Practical implications:
- SNPs provide a framework for understanding genetic variation among individuals.
- They enable researchers to link genetic variation to disease risk, drug response, and adverse drug reactions.
- The predictive power of SNPs supports the broader goal of personalized medicine.

Genetic variation underpins diversity in disease risk and drug response across populations.
Use of SNPs aligns with the principle of tailoring medical care to individual genetic profiles, enhancing effectiveness and reducing harm.
Large-scale genomic projects showcase the importance of data-sharing and openly accessible databases for scientific progress.
Functional approaches illustrate how focusing on specific diseases or drug responses helps identify clinically relevant SNPs that might be missed in a purely genome-wide search.

Ethical considerations include privacy and consent for genomic data sharing and potential misuse of genetic information.
Practical implications involve the integration of SNP-based insights into clinical workflows, including decision-making, cost, and accessibility for patients.

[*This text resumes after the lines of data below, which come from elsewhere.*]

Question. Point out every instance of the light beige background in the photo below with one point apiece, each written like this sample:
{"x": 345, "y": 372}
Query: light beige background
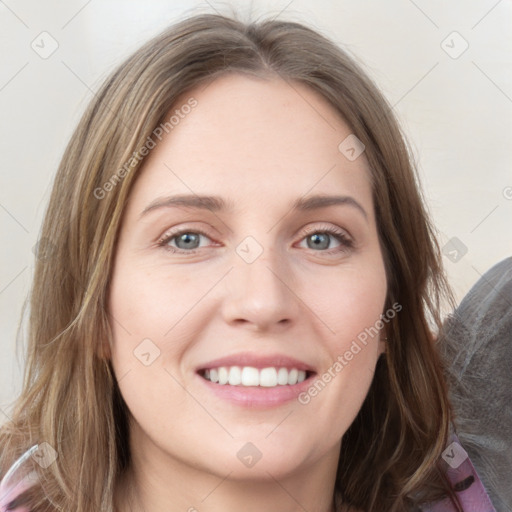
{"x": 455, "y": 108}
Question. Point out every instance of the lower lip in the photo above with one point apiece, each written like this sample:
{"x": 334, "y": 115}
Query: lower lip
{"x": 257, "y": 396}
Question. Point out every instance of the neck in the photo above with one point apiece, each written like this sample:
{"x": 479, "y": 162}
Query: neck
{"x": 163, "y": 484}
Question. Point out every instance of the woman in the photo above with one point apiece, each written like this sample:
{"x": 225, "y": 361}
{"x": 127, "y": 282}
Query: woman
{"x": 284, "y": 363}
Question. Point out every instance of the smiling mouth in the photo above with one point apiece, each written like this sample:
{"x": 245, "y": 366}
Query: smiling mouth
{"x": 248, "y": 376}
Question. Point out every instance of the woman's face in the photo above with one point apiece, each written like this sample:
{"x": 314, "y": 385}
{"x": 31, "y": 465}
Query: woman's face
{"x": 250, "y": 279}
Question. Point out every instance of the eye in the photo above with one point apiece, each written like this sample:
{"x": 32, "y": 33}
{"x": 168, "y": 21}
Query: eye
{"x": 319, "y": 238}
{"x": 186, "y": 241}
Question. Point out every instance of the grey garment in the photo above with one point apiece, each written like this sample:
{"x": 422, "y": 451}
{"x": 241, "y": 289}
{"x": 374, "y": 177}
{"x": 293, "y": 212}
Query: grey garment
{"x": 477, "y": 346}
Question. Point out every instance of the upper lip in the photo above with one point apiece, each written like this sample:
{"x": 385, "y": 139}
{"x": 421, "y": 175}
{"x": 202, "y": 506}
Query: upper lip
{"x": 257, "y": 361}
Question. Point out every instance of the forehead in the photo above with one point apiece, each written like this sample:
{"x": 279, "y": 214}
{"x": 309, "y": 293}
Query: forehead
{"x": 253, "y": 140}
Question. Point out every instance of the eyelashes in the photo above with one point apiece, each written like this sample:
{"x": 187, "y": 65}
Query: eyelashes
{"x": 327, "y": 233}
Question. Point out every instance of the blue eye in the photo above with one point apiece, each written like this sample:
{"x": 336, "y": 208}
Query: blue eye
{"x": 318, "y": 239}
{"x": 186, "y": 241}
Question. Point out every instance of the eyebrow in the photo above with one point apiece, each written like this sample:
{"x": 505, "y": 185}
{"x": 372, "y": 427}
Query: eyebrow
{"x": 218, "y": 204}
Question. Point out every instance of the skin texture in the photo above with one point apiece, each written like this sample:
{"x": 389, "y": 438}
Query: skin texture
{"x": 260, "y": 144}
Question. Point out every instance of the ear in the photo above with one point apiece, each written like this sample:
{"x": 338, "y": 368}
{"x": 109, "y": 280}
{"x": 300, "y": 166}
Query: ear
{"x": 103, "y": 350}
{"x": 383, "y": 340}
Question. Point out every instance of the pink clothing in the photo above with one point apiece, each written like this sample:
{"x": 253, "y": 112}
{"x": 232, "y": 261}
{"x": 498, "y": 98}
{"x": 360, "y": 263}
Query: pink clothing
{"x": 464, "y": 480}
{"x": 459, "y": 470}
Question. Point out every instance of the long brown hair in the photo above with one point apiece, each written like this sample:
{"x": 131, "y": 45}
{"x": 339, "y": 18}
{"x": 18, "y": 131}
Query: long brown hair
{"x": 390, "y": 454}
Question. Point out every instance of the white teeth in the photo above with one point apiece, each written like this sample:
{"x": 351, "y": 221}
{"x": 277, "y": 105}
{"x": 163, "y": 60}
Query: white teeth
{"x": 268, "y": 377}
{"x": 223, "y": 375}
{"x": 214, "y": 375}
{"x": 282, "y": 376}
{"x": 292, "y": 377}
{"x": 248, "y": 376}
{"x": 235, "y": 376}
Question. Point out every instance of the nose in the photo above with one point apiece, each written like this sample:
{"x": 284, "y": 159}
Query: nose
{"x": 260, "y": 294}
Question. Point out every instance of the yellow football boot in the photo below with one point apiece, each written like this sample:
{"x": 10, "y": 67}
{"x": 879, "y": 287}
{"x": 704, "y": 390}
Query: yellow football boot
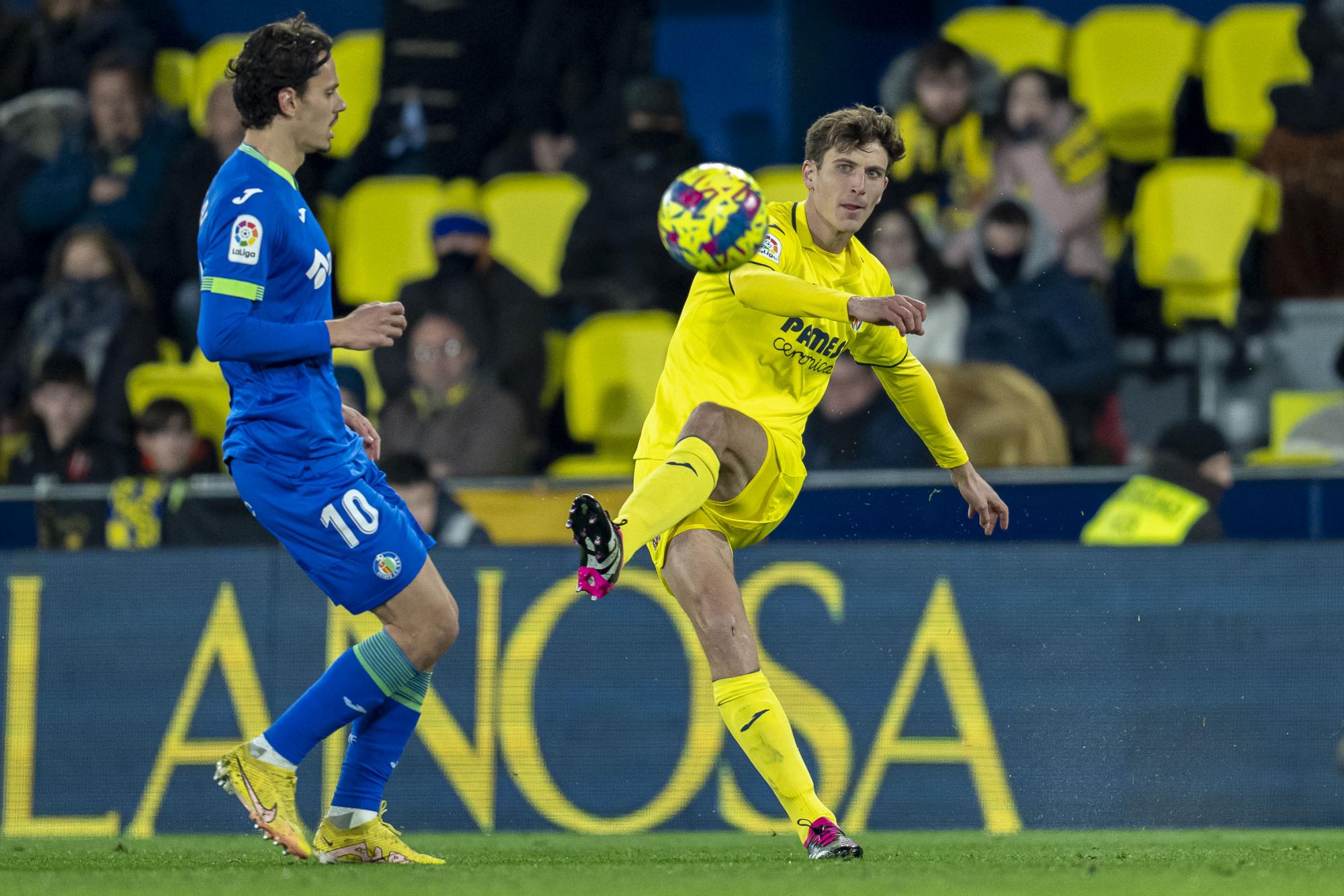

SNPs are single-nucleotide substitutions common in the population (>= 1%), distributed throughout the genome, with an average occurrence of roughly one per 300 base pairs, equating to about 10 million SNPs in the human genome.
Not all SNPs affect protein function; some are simply indicative markers that correlate with disease risk or drug response, while others causally affect protein function via coding or non-coding changes.
Two main approaches identify SNPs: Genomic (broad cataloging across the genome) and Functional (focused on specific diseases or drug responses).
Distinctions between SNPs and disease-causing mutations underscore that commonality (>= 1%) excludes typical disease-causing mutations, which are often rarer and more likely to impact coding or regulatory regions.
Understanding SNPs supports personalized medicine by informing disease risk assessment, drug choice, and potential adverse reactions, while also raising important ethical and practical considerations for clinical implementation.